Fred Cheever, associate dean of DU’s Sturm College of Law, is a founding member of the DU Sustainability Council and its current chair. He says the award is the result of a collaborative effort.

“STARS is the most comprehensive assessment of university sustainability efforts developed so far. It deals with every aspect of how we practice and teach sustainability,” Cheever says. “DU’s gold rating is a testament to the work of literally hundreds of members of the DU community who have invested their time and effort to help us all live and teach our best values.”

Linda Kosten, DU’s assistant provost for planning and budgeting and a Sustainability Council member who helped coordinate the reporting of scores of contributors, says the drive for STARS gold began in 2009, when DU committed to climate neutrality.
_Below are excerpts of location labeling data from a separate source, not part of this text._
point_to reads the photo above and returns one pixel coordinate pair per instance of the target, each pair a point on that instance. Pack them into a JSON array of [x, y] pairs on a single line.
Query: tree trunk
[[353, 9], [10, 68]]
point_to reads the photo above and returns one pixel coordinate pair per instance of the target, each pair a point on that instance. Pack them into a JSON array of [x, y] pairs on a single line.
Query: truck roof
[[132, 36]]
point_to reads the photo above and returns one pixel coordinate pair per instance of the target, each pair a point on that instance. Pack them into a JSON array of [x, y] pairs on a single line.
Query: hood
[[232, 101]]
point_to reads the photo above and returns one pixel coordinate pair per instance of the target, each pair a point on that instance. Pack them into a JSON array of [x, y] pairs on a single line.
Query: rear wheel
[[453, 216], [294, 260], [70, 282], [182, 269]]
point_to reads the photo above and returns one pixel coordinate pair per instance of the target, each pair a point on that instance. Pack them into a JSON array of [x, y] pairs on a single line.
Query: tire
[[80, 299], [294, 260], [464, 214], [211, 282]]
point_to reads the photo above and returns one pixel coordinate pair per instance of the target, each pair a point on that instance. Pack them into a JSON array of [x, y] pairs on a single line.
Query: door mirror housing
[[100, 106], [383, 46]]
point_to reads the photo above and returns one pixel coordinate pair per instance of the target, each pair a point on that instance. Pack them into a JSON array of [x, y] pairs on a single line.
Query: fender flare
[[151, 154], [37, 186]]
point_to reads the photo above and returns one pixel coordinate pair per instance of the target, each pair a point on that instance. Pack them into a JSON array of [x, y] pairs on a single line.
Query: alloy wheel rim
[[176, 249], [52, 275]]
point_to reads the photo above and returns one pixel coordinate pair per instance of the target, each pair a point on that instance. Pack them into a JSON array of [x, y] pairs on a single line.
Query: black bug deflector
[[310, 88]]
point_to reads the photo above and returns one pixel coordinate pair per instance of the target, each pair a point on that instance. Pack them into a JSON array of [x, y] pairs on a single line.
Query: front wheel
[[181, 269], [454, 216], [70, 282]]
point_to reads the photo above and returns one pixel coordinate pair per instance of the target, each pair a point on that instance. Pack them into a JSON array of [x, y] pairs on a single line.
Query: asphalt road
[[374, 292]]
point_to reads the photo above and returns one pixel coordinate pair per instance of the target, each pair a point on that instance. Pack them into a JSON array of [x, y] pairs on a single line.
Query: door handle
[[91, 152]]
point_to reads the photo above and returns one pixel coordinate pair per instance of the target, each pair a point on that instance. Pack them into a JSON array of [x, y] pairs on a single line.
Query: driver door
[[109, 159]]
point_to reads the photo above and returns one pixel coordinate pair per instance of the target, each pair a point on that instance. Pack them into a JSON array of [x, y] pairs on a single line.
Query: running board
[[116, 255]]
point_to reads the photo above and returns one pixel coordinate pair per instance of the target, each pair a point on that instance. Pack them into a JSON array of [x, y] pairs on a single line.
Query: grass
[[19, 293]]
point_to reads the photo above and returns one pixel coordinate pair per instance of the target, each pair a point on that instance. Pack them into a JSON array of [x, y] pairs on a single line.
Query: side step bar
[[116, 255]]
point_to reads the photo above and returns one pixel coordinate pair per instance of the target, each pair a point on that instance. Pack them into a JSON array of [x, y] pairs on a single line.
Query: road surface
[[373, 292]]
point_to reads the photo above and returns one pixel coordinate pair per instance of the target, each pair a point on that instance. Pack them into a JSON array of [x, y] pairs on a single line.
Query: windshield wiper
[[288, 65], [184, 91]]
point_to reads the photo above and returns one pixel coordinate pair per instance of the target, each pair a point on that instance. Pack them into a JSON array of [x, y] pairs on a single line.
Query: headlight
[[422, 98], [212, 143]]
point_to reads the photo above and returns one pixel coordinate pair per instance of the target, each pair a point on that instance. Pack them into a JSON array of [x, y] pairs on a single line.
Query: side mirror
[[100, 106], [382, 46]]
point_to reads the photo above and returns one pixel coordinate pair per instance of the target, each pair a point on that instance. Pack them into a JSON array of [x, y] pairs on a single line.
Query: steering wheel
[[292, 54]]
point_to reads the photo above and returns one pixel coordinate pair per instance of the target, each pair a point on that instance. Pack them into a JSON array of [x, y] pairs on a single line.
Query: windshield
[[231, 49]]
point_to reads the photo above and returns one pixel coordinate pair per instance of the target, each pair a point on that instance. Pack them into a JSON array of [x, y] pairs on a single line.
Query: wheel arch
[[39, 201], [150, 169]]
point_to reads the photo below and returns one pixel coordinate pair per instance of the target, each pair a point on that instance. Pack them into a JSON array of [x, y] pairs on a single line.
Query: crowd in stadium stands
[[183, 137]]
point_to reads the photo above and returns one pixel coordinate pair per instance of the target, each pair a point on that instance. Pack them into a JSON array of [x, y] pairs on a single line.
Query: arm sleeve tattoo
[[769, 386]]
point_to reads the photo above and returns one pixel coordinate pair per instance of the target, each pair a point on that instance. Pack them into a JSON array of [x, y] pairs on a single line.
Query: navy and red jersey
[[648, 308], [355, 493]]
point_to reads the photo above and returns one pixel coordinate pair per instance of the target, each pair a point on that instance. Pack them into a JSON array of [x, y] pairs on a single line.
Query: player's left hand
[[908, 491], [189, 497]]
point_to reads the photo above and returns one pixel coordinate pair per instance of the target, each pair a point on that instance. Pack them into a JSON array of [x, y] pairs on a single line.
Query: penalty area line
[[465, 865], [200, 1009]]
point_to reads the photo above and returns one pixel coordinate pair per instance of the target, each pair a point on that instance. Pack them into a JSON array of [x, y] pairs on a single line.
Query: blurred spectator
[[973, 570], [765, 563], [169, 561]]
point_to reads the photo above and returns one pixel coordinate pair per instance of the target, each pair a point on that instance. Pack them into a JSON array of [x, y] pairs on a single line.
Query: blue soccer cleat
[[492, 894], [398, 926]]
“We spent a lot of time working from the STARS framework to develop real, structured data to support our reporting,” she says. “This is really a tool for institutions to develop ideas on how we can continue to improve.”

Her colleague on the council, geography Assistant Professor Rebecca Powell, says securing a gold award surpassed her expectations.

“It was truly rewarding to see how many people came together and contributed. And then when we collected all this data and stood back, we realized how far we had come as an institution,” she says. “This is a great starting point. The framework of STARS gives us an organization a structure and helps us start planning for what’s next.”

Sustainability initiatives on campus have included the campus-wide implementation of single-stream recycling, food composting in residence halls, lighting retrofits, a vehicle fleet running on compressed natural gas, bike sharing, an undergraduate minor in sustainability studies, the addition of “green” parking spaces that reward drivers of cleaner running vehicles, and the purchase of carbon offsets and energy derived from wind turbines and other sustainable sources.

DU received points for innovative social sustainability programs including Daniels College of Business initiatives in microfinance and the construction of a net-zero energy house — a home that draws no net energy off the power grid. 

AASHE is an association of colleges and universities working to create a sustainable future, with a mission to help higher education lead the sustainability transformation. Some 280 colleges and universities across the country have submitted or are working on STARS reports.